Luís Montenegro recusa que Pedro Passos Coelho possa afastar algum membro do Governo face aos recentes protestos em presença dos ministros. E afirma que Miguel Relvas tem sido "utilizado" como uma das formas de atacar a coligação governamental.

Em entrevista ao Gente que Conta, programa de entrevistas conduzido por João Marcelino, diretor do Diário de Notícias, e Paulo Baldaia, diretor da TSF, o líder parlamentar do PSD está confiante que, por altura da sétima avaliação da troika ao cumprimento português do programa de ajustamento, será reconhecido o mérito à estratégia dos partidos que têm conduzido o País.

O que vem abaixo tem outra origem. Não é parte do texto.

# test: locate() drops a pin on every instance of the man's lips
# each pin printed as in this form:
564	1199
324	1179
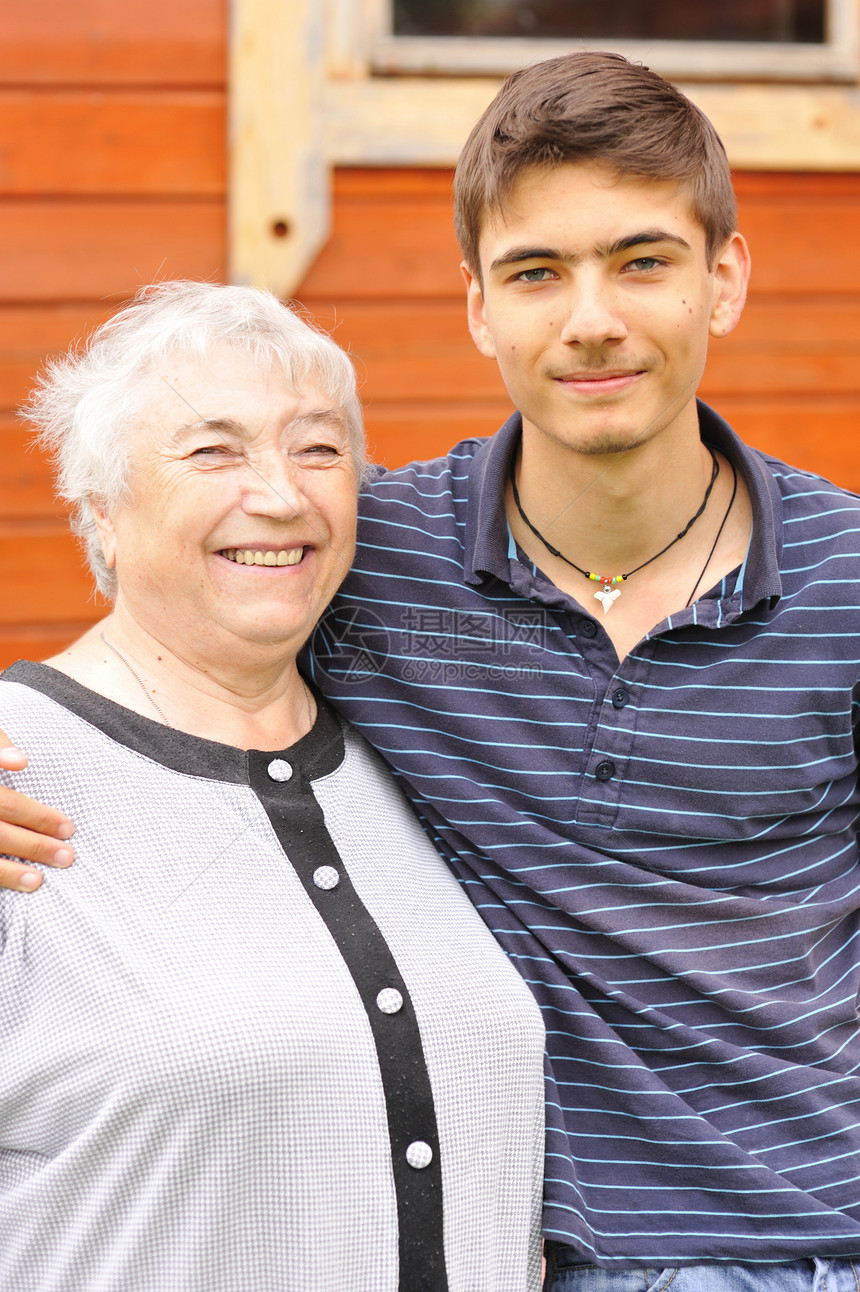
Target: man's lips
264	556
599	383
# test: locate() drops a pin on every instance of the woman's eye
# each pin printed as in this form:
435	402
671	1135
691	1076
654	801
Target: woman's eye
212	451
320	451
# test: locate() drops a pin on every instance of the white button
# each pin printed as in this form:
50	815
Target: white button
389	1000
419	1154
326	876
279	770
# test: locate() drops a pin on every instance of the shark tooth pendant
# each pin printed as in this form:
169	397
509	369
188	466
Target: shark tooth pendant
606	596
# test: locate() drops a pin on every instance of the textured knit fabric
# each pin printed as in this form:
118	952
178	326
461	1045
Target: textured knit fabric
256	1039
664	845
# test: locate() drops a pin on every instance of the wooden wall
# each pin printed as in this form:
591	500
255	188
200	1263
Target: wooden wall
112	173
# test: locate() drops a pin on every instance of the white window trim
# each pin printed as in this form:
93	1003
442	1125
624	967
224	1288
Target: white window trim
305	97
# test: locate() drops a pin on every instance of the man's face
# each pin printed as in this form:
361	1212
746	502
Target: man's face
598	302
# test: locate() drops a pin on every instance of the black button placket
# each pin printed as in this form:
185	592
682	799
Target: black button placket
300	826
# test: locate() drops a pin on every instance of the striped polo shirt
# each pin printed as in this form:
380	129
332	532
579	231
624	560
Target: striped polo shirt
665	846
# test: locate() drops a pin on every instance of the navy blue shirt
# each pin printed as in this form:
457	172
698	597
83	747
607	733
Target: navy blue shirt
665	846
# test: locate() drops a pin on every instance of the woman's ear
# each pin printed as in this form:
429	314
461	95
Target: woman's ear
106	531
731	277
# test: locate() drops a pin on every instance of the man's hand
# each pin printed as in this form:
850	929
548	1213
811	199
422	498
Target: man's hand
29	830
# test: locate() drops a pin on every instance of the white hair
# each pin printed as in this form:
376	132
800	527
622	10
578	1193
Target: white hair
87	403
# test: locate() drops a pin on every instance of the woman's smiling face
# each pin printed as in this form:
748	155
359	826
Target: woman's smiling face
240	523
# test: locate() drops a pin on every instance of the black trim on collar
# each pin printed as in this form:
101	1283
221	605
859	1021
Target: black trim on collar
315	755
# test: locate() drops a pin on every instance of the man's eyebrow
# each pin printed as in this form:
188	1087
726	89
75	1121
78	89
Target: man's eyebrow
642	238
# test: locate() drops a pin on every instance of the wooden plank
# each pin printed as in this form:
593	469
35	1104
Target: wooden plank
79	250
105	43
43	578
39	641
421	349
819	434
279	177
398	244
29	335
26	485
815	433
802	323
394	248
428	120
80	142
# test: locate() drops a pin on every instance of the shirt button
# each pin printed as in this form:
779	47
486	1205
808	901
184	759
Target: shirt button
389	1000
279	770
326	877
419	1154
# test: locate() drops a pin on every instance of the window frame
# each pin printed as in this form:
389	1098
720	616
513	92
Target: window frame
836	60
306	96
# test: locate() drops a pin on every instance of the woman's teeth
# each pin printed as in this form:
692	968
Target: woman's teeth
256	556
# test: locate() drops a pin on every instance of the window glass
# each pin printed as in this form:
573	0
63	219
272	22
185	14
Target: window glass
794	21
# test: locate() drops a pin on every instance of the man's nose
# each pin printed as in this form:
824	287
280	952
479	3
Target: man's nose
592	314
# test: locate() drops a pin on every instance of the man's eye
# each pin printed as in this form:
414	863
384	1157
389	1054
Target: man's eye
535	275
643	264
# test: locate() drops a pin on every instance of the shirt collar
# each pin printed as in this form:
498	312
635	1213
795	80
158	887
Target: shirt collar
486	543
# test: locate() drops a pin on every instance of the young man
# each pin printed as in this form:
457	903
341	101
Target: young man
611	654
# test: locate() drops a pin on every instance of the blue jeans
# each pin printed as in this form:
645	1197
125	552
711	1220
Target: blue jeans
567	1273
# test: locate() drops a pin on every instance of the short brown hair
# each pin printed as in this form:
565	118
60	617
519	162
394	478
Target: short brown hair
592	107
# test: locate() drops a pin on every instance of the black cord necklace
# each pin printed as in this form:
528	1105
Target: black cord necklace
608	592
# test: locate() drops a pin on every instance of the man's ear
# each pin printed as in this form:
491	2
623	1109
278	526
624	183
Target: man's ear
478	326
731	277
106	531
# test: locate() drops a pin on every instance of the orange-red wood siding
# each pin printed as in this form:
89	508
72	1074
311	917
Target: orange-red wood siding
112	172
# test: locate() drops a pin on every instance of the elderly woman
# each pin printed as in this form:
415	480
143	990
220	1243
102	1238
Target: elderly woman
257	1038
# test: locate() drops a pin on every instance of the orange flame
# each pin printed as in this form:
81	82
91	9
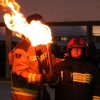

E acrescenta que o Presidente da República tem tido um papel "positivo e construtivo" em todo este processo.

Sublinha que, apesar da revisão em baixa das previsões de crescimento económico nacional, o ministro das Finanças "não colocou a hipótese de mais medidas de austeridade". Acusa o PS de ter criado uma confusão entre a necessidade de cortar quatro mil milhões de euros na despesa e a reforma do Estado e, referindo-se às próximas eleições autárquicas, frisa que o PSD não tem qualquer dúvida quanto à aplicação da lei da limitação de mandatos, pelo que não considera necessário "plano B" para os candidatos apoiados pelo partido e que já acumularam mais de três mandatos consecutivos.